France confident of victories against extremists in Africa's Sahel region
France's President Emmanuel Macron said after a conference to boost a young African military force countering growing extremism in the Sahel region that he foresees victories there "in the first half of 2018".
Mr Macron announced new pledges for the effort, one from Saudi Arabia of 100 million US dollars and another of million dollars from the United Arab Emirates.
The French leader called the conference to breathe life into the new force, made up of soldiers from Mali, Niger, Burkina Faso, Chad and Mauritania but in need of a huge boost to fulfil its mission, which includes fighting organised crime and human trafficking.
Nearly five years after France intervened to rout Islamist extremists in northern Mali, then controlled by an al Qaida affiliate, the threat has spread to neighbouring countries in the volatile Sahel, the sprawling, largely barren zone south of the Sahara desert.
The growing extremism has also spawned new jihadi groups, including one claiming affiliation with the Islamic State group.
In recent months, security forces and the 12,000-strong U.N. peacekeeping mission in Mali have been prime targets in the Sahel.
Attacks often occur in the border regions of Mali, Burkina Faso and Niger, where four US soldiers were killed earlier this year.
Besides the leaders of the five-nation force known as G5 Sahel, delegations representing Europe, the African Union and international organisations were in attendance.

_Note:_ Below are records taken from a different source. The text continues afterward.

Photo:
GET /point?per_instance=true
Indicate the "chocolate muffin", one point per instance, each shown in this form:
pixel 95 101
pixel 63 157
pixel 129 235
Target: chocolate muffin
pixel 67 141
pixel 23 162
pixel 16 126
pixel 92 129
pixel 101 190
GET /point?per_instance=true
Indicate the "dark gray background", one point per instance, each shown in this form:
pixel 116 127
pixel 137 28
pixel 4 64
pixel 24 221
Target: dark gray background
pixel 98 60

German chancellor Angela Merkel stressed the urgency of making the force fully operational.
"Islamic extremism is propagating. We can't wait," she said.
Mr Macron said France's 4,000-strong counter-terrorism force in the region since 2014, known as Barkhane, will help the G5 force with critical air, intelligence and other support and "we will win victories in the first half of 2018".

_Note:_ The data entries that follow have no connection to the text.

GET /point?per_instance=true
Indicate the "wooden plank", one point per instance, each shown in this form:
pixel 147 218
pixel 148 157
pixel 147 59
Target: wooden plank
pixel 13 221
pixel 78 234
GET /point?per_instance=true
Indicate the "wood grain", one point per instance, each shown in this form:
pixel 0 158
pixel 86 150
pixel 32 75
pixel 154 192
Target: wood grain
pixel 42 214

"We need to win the war against terrorism in the Sahel zone and it's in full swing," Mr Macron said.
"There are attacks every day.
"There are states that are, today, threatened and there is a real presence of terrorists. We want to intensify our efforts with this new format ... that's our goal."
The new force has carried out a single test operation.

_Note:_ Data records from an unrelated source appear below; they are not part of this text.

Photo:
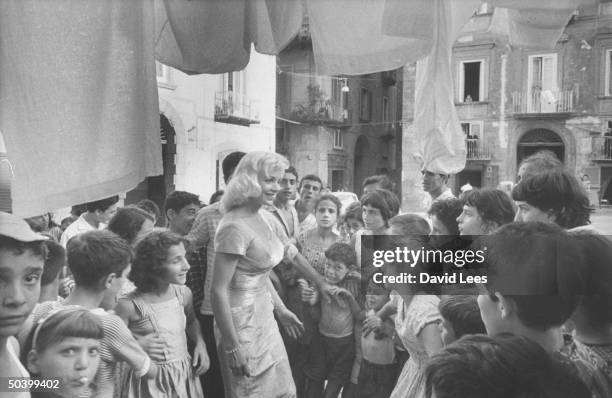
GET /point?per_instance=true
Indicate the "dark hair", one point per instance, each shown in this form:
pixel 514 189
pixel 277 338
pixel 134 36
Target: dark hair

The operation in early November involved 350 forces from Burkina Faso, 200 from Niger and 200 from Mali, according to the French Defence Ministry.
The G5 Sahel force launched in Mali in July with Mr Macron present.
He has taken the lead in persuading partners to help make the force viable, arguing that the fate of the Sahel region affects Europe.
"Terrorists, thugs and assassins" must be eradicated, he said in July.
The fledgling force is expected to grow into a 5,000-strong army by March but needs soldiers, training, operational autonomy and funding.
Mr Macron said he sees it at full strength as planned.